Reducing `install_requires` to minimum (& expand `extras_require`) and looser version ranges

gmgeorg commented 1 year ago

At quick glance it seems that the current setup.py file is fully exhaustive on all dependencies as an absolute requirement including very specific ranges for versions. If at all possible, it would greatly improve compatibility w/ existing Python repos (and more people being able to use it w/o having to resolve conflicts) if the install_requires was only specifiying absolutely required modules (e.g., plotting or optuna is not really required to use this great package) and the minimum version date (>=) needed, instead of the (approximate) ~= range.

Curious to learn more about whether this package has to be so specific/restrictive on the dependencies (e.g., suggest to use https://stackoverflow.com/questions/10572603/specifying-optional-dependencies-in-pypi-python-setup-py

StatMixedML commented 1 year ago

Thanks for your suggestion.

As of now, model.py among others also imports optuna and the plotting packages. So all the requirements in the setup.py are required. I go thorugh your provided list of references. Thanks

gmgeorg commented 1 year ago

Here is a better reference to suggest a pip install xgboostlss (minimum requirements) vs pip install xgboostlss[full] or sthg along those lines

https://stackoverflow.com/questions/6237946/optional-dependencies-in-distutils-pip

I looked through the code and yes it is currently the case that the implementation requires optuna, seaborn, matplotlib, pandas, shap (I think those are all the ones I found which are not critical for core functionality of XGBoostLSS.train() / .predict()). My suggestion was to decouple this in order to avoid the requirement. In particular, making plotting/tuning methods (!) of the core class unnecessarily ties them to the core functionality; if instead tuning and plotting would be function based that take an XGBoostLSS object as input, then you can decouple them.
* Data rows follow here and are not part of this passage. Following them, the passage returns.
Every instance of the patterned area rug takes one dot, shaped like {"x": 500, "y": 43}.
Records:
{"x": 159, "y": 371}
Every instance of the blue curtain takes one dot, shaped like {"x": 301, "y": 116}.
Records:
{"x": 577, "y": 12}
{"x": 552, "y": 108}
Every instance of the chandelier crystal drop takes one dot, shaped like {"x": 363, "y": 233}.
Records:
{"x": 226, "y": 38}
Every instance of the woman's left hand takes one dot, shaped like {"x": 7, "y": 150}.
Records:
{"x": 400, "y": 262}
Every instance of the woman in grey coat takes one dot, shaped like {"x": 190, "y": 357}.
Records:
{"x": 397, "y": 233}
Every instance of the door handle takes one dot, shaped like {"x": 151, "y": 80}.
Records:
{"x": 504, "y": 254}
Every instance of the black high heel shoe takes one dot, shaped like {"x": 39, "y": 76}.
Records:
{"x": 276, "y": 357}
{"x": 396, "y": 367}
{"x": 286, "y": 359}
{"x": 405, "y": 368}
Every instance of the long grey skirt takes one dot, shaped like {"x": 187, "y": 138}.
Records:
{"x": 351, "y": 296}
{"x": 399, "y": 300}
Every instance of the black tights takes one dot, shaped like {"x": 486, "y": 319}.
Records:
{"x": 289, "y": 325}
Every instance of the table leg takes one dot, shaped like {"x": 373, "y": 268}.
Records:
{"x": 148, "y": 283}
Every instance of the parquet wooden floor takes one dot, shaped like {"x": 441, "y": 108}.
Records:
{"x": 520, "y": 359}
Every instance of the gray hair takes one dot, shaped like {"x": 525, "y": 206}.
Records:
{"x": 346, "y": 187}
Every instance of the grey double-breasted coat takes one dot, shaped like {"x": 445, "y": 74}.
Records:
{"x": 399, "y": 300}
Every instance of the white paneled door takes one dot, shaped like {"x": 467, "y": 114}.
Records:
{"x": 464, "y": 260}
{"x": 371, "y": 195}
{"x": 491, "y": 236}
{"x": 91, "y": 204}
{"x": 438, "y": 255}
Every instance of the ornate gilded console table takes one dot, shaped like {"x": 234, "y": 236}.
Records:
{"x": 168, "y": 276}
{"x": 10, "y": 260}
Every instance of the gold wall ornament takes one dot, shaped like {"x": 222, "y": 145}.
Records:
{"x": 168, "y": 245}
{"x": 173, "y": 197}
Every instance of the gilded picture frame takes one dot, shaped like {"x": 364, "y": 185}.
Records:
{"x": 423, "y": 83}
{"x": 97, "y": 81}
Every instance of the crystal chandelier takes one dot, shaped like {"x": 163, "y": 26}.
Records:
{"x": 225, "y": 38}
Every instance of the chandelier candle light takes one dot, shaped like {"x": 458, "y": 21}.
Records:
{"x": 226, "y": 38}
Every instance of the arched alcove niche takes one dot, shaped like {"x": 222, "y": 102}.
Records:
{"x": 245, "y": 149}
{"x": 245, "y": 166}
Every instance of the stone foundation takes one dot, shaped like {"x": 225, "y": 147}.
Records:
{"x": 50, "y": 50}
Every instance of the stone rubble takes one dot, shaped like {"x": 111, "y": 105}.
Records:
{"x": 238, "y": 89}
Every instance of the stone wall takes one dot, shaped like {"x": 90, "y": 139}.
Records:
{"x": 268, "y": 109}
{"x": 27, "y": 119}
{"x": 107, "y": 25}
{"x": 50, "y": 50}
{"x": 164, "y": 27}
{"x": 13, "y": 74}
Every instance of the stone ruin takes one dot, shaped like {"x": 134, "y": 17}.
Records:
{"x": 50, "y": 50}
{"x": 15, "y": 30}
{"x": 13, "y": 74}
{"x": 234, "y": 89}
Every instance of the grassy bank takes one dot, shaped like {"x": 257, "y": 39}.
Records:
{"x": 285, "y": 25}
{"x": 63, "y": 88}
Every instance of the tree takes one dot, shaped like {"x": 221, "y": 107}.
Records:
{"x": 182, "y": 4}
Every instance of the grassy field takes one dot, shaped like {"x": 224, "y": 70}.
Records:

This will also have the benefit that whenever you add nicer/better/more visualizations, users can just update the package and call the new functions on an existing object (loaded from disk for example), and don't have to re-initialize a new class, train / tune it again, just so they can use a new plotting funcationality.

Basically proposal would be sthg along the lines of

remove methods cv(self, ...), hyper_opt(self, ...) from XGBoostLSS object and make them functions cv(xgboostlss_object, ...) and hyper_opt(xgboostlss_object, ...) out of models.py into their own standalone tuning.py submodule. Then models.py does not require import optuna anymore; and if users don't want to use your tuning option, they are not required to import optuna anyway. tuning.py just wont work for them -- which is fine if they have other options.
move methods plot(self, ...), expectile_plot(self, ...) out of models.py into their own visualization.py module (again make them functions, not methods). Then in future if you add a new my_favorite_distribution_plot(xgboostlss_object, ...) function in that module, users can apply it to an existing (!) XGBoostLSS object w/o having to re-initialize/train/tune it again. Also here it would remove all the plotting (and even the pandas dependency AFAICT) from models.py.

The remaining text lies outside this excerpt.